DAHOUET s’entête en se fondant sur sa dite décision du WALEBO. Cependant, en règle générale, le Walebo n’a aucun pouvoir pour désigner les chefs cantons Baoulé et ne l’a jamais fait.
Si le royaume Baoulé de Sakassou était habilité à délivrer des arrêtés de nomination des chefs canton, ce qui n’est pas le cas, il ne commencerait pas et ne s’arrêterait pas qu’en un seul. Mais, la chefferie traditionnelle qui a ses réalités ne saurait tomber entre les mains du premier venu.
Que font alors les autorités compétentes ?

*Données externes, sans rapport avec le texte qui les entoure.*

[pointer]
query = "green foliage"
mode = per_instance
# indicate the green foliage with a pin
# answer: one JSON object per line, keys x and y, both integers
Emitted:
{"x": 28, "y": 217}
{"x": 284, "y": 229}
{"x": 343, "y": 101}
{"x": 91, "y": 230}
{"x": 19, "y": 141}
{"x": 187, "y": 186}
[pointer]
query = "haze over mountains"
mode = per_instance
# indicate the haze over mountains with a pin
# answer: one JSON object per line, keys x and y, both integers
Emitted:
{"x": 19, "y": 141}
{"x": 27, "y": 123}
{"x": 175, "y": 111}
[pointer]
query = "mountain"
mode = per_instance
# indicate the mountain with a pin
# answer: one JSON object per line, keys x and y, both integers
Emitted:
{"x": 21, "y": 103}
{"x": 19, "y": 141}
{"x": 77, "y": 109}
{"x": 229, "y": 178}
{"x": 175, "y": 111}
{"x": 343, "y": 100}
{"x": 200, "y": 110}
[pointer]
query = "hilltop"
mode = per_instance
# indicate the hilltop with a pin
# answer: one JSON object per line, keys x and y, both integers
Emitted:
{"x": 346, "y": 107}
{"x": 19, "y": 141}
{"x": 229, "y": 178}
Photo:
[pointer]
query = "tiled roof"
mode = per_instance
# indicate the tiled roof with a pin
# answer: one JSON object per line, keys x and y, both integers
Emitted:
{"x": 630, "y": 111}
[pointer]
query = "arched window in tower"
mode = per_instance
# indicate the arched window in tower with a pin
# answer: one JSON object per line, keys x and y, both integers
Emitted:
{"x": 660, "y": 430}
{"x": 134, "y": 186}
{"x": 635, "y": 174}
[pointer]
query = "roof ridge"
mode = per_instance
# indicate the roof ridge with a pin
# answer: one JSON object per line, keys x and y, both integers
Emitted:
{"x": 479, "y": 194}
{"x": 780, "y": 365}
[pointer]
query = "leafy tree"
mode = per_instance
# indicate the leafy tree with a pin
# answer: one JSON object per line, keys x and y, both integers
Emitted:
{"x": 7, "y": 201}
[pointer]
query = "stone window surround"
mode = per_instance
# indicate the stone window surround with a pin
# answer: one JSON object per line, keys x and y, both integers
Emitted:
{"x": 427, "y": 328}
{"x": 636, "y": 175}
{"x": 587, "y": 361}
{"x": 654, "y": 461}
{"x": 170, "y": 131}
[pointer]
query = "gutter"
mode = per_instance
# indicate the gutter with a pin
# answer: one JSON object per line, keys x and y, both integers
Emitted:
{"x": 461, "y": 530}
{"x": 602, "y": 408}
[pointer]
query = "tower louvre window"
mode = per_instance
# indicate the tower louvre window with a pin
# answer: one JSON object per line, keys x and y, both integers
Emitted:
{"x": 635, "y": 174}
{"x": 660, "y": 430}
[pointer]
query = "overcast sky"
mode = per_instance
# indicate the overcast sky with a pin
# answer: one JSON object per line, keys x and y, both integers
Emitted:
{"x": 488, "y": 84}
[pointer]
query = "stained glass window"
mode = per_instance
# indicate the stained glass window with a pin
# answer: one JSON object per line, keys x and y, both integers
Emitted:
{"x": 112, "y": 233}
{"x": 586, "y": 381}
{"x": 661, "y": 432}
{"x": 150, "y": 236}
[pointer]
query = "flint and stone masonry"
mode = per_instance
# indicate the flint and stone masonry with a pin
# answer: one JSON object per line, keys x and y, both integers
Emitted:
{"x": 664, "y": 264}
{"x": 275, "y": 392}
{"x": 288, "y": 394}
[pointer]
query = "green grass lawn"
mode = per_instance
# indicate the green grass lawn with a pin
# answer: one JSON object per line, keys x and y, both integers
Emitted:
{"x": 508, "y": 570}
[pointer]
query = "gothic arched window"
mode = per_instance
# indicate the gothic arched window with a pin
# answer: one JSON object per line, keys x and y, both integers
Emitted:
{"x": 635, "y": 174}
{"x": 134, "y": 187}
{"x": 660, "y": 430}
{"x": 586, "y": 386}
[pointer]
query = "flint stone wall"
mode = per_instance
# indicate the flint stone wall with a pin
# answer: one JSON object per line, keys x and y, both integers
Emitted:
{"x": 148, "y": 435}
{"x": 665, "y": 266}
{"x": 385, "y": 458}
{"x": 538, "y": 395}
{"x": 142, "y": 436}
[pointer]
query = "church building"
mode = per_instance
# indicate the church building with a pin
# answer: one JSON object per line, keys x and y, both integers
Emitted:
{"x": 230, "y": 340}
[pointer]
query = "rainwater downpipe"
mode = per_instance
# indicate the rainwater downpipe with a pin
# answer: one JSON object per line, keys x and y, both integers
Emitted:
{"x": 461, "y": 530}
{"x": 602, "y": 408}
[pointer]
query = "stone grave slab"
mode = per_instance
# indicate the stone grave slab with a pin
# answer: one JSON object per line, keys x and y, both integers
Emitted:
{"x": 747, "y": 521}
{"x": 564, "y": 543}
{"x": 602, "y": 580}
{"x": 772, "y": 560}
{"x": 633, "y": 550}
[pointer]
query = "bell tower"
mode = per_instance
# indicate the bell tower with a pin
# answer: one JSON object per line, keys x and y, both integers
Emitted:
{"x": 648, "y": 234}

Sur une photo qui a fait le tour de la toile et des réseaux sociaux, à l’occasion de l’arrivé de l’équipe Camerounaise à Yamoussoukro, pour la Coupe d’Afrique des Nations, le secrétaire général de la préfecture de Yamoussoukro a été vu auprès Dahouet Agustin dans les apparats de chef se faisant appelé chef du canton des Akouè. Il y a-t-Il une loi pour le commun des mortels et une autre pour M. Dahouet? Autrement dit, M. Dahouet serait-il au-dessus de la loi? Pourquoi Dahouet Augustin défi-t-il les institutions étatiques depuis plus d’une décennie sans être inquiété.
Quant aux chefs Akouè, ils lancent un appel aux autorités de tutelles. « Que le préfet prenne ses responsabilités, que le ministère de l’intérieur prenne ses responsabilités pour que nous arrêtions de vivre cette mascarade.
Nous interpellons le ministre de l’intérieur parce qu’il est notre première autorité. Nous aussi nous représentons le président de la république dans nos villages, pourquoi peut-on laisser bafouer notre autorité ? » s’est indigné Baba Kouassi Yao Maurice secrétaire général (Sg) permanent de la chefferie traditionnelle de Yamoussoukro, lors d’une conférence de presse.